As 16 miles might be too much hiking for 1 day, I recommend hiking out on this trail from Grand Canyon Village and taking the shuttle back (mid-Mar to mid-Oct). By doing so, you can avoid revisiting the same overlooks on the shuttle ride back -- the shuttles stop at every turnout en route to Hermits Rest, but only stop at Pima Point, Mohave Point, and Powell Point on their way back to the village.

If you don't want to walk the whole 8 miles, here's a list of distances to help determine how far you've gone and whether you want to continue to the next lookout:

Trail head to Trailview I: .7 miles

Trailview I to Maricopa Point: .7 miles

Maricopa Point to Powell Point: .5 miles

Powell Point to Hopi Point: .3 miles

Hopi Point to Mohave Point: .8 miles

Mohave Point to the Abyss: 1.1 miles

The Abyss to Pima Point: 2.9 miles

Pima Point to Hermits Rest: 1.1 miles

8 miles to Hermits Rest from Grand Canyon Village. Access: Rim-side sidewalk at Grand Canyon Village's west end. Water sources at Grand Canyon Village, Hermits Rest, Park Headquarters, and Yavapai Point. Maps: Trails Illustrated Topo Map, Grand Canyon Sky Terrain Trail Map.

East on the South Rim Trail

Highlights: Paved, easy to walk on, and close to the edge. Drawbacks: More crowded than the westbound section. Difficulty Level: The sidewalk is so wide, it's more like a road than a trail.

This smooth, paved trail connects Grand Canyon Village and Mather Point. Around the lodges, the path is a flat sidewalk teeming with people. Between Verkamp's Visitor Center and Yavapai Point is the new Trail of Time, a 1.3-mile walk from the village to Yavapai Geology Museum in which every meter (think of a long step) equals a million years of history. This interactive walk, representing 2 billion years of Grand Canyon history, allows you to see and touch rock samples from the canyon's various layers.

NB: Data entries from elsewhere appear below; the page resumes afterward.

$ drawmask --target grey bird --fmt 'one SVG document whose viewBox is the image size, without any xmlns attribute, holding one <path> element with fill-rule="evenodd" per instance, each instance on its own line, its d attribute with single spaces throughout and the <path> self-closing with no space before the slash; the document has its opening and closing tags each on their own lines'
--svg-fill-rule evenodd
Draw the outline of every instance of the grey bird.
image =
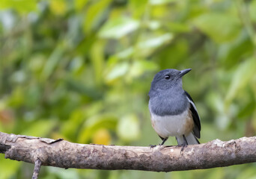
<svg viewBox="0 0 256 179">
<path fill-rule="evenodd" d="M 182 77 L 190 70 L 164 69 L 151 82 L 148 107 L 161 145 L 169 136 L 175 136 L 178 145 L 199 144 L 200 118 L 193 100 L 182 87 Z"/>
</svg>

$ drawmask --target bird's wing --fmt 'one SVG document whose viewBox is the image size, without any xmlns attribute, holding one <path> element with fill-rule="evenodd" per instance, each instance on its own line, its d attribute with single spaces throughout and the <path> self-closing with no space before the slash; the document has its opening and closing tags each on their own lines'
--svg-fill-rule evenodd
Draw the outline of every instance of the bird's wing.
<svg viewBox="0 0 256 179">
<path fill-rule="evenodd" d="M 189 104 L 190 104 L 190 109 L 189 110 L 190 110 L 191 113 L 192 115 L 193 121 L 195 123 L 195 126 L 193 128 L 194 135 L 196 137 L 200 138 L 201 124 L 200 124 L 200 117 L 199 117 L 199 115 L 198 113 L 198 110 L 196 110 L 195 103 L 194 103 L 192 98 L 191 98 L 191 96 L 189 95 L 189 94 L 186 91 L 185 91 L 185 94 L 186 95 L 187 99 L 189 101 Z"/>
</svg>

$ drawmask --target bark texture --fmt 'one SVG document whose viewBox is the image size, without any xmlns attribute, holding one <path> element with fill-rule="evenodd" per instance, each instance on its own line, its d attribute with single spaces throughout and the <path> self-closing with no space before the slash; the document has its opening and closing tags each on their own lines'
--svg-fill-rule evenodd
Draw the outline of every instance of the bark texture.
<svg viewBox="0 0 256 179">
<path fill-rule="evenodd" d="M 256 136 L 200 145 L 155 148 L 72 143 L 61 139 L 0 132 L 5 158 L 61 168 L 171 172 L 203 169 L 256 161 Z"/>
</svg>

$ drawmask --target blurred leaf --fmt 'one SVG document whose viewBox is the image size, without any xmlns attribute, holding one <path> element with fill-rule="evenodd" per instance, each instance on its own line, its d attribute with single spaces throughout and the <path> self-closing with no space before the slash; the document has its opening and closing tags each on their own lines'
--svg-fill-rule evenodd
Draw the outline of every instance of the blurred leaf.
<svg viewBox="0 0 256 179">
<path fill-rule="evenodd" d="M 250 4 L 249 5 L 249 14 L 251 19 L 254 22 L 256 22 L 256 1 L 252 0 L 250 1 Z"/>
<path fill-rule="evenodd" d="M 139 43 L 139 47 L 141 50 L 147 48 L 156 48 L 170 42 L 173 39 L 171 34 L 165 34 L 159 37 L 148 38 L 145 41 Z"/>
<path fill-rule="evenodd" d="M 86 33 L 89 33 L 91 30 L 94 30 L 95 24 L 98 22 L 100 16 L 103 15 L 104 10 L 109 5 L 111 0 L 104 1 L 94 1 L 88 7 L 88 10 L 85 14 L 85 22 L 83 24 L 84 31 Z"/>
<path fill-rule="evenodd" d="M 145 72 L 154 71 L 157 67 L 157 65 L 152 61 L 138 60 L 132 63 L 129 70 L 129 75 L 131 78 L 138 77 Z"/>
<path fill-rule="evenodd" d="M 125 141 L 138 139 L 139 132 L 139 123 L 138 118 L 134 114 L 122 117 L 118 122 L 117 133 L 118 136 Z"/>
<path fill-rule="evenodd" d="M 237 92 L 249 84 L 250 79 L 255 75 L 255 69 L 256 59 L 255 57 L 247 59 L 237 66 L 227 92 L 226 104 L 231 101 Z"/>
<path fill-rule="evenodd" d="M 34 0 L 1 0 L 0 10 L 13 8 L 19 13 L 29 13 L 37 10 L 37 1 Z"/>
<path fill-rule="evenodd" d="M 246 106 L 243 107 L 237 115 L 239 118 L 251 116 L 255 110 L 255 101 L 252 100 Z"/>
<path fill-rule="evenodd" d="M 116 64 L 113 68 L 109 69 L 106 76 L 107 83 L 112 82 L 116 78 L 124 75 L 129 69 L 129 63 L 122 62 Z"/>
<path fill-rule="evenodd" d="M 177 0 L 150 0 L 149 1 L 152 5 L 159 5 L 169 2 L 177 1 Z"/>
<path fill-rule="evenodd" d="M 33 125 L 31 125 L 21 134 L 46 137 L 55 128 L 57 122 L 55 119 L 37 119 Z"/>
<path fill-rule="evenodd" d="M 225 13 L 205 13 L 195 18 L 194 23 L 217 43 L 234 40 L 241 31 L 241 24 L 237 17 Z"/>
<path fill-rule="evenodd" d="M 88 2 L 88 0 L 76 0 L 75 1 L 75 7 L 76 10 L 81 10 L 85 7 L 85 6 Z"/>
<path fill-rule="evenodd" d="M 117 119 L 111 114 L 103 114 L 88 119 L 79 134 L 79 143 L 88 143 L 93 137 L 95 132 L 100 128 L 115 130 L 117 125 Z"/>
<path fill-rule="evenodd" d="M 48 79 L 48 78 L 52 75 L 59 60 L 61 60 L 63 53 L 64 48 L 61 47 L 57 47 L 51 54 L 50 57 L 46 62 L 41 73 L 41 77 L 43 80 Z"/>
<path fill-rule="evenodd" d="M 103 78 L 104 64 L 104 47 L 105 43 L 103 40 L 96 41 L 91 47 L 91 57 L 94 65 L 94 77 L 97 84 L 100 84 Z"/>
<path fill-rule="evenodd" d="M 127 18 L 118 17 L 109 21 L 100 31 L 102 38 L 119 39 L 138 28 L 138 21 Z"/>
<path fill-rule="evenodd" d="M 90 98 L 98 99 L 102 97 L 102 93 L 99 89 L 95 89 L 92 87 L 85 84 L 81 81 L 77 81 L 73 78 L 66 79 L 67 87 L 73 91 L 76 91 Z"/>
<path fill-rule="evenodd" d="M 64 0 L 51 0 L 50 9 L 54 14 L 63 15 L 66 13 L 67 6 Z"/>
<path fill-rule="evenodd" d="M 99 129 L 92 137 L 92 142 L 94 144 L 109 145 L 110 142 L 111 136 L 109 131 L 106 128 Z"/>
</svg>

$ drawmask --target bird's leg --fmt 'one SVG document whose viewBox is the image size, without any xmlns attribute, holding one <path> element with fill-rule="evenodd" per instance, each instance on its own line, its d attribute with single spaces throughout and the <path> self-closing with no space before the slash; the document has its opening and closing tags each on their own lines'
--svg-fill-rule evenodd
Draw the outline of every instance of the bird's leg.
<svg viewBox="0 0 256 179">
<path fill-rule="evenodd" d="M 168 138 L 162 139 L 162 143 L 160 144 L 160 145 L 164 145 L 164 143 L 165 142 L 165 141 L 166 141 L 167 139 L 168 139 Z"/>
<path fill-rule="evenodd" d="M 164 145 L 164 143 L 165 142 L 165 141 L 168 139 L 168 138 L 162 138 L 162 136 L 159 136 L 159 137 L 161 138 L 161 139 L 162 139 L 162 142 L 161 144 L 159 144 L 159 145 Z M 156 145 L 150 145 L 150 148 L 154 148 L 156 147 Z"/>
<path fill-rule="evenodd" d="M 180 151 L 183 151 L 184 150 L 184 148 L 189 145 L 188 141 L 186 140 L 185 137 L 185 135 L 183 135 L 183 143 L 181 144 L 182 148 Z"/>
</svg>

The crowds dissipate between the village's east edge and Yavapai Point. Near Yavapai Point, there are many smooth, flat rocks along the rim -- great places from which to contemplate the canyon. Located 1.75 miles northeast of the village's historic district, Yavapai Point has a historic observation station (it was built in 1928) with large windows overlooking the canyon and geology-related exhibitions. From here, you can walk another .7 miles to Mather Point on a portion of the park's Greenway Trail, then past Pipe Creek Vista on to South Kaibab Trailhead. This 10-foot-wide, paved walkway is usually within a few feet of the rim, away from crowds and providing ever-changing canyon views. If you grow fatigued, you can catch shuttles at Mather Point, Yavapai Point, or Pipe Creek Vista. Allow about 1 hour to walk this trail.

2.4 miles to Mather Point. Access: Grand Canyon Village, along the rim behind El Tovar Hotel. Water sources at Grand Canyon Village, Park Headquarters, and Yavapai Point. Maps: Trails Illustrated Topo Map, Grand Canyon Sky Terrain Trail Map.

Note: This information was accurate when it was published, but can change without notice. Please be sure to confirm all rates and details directly with the companies in question before planning your trip.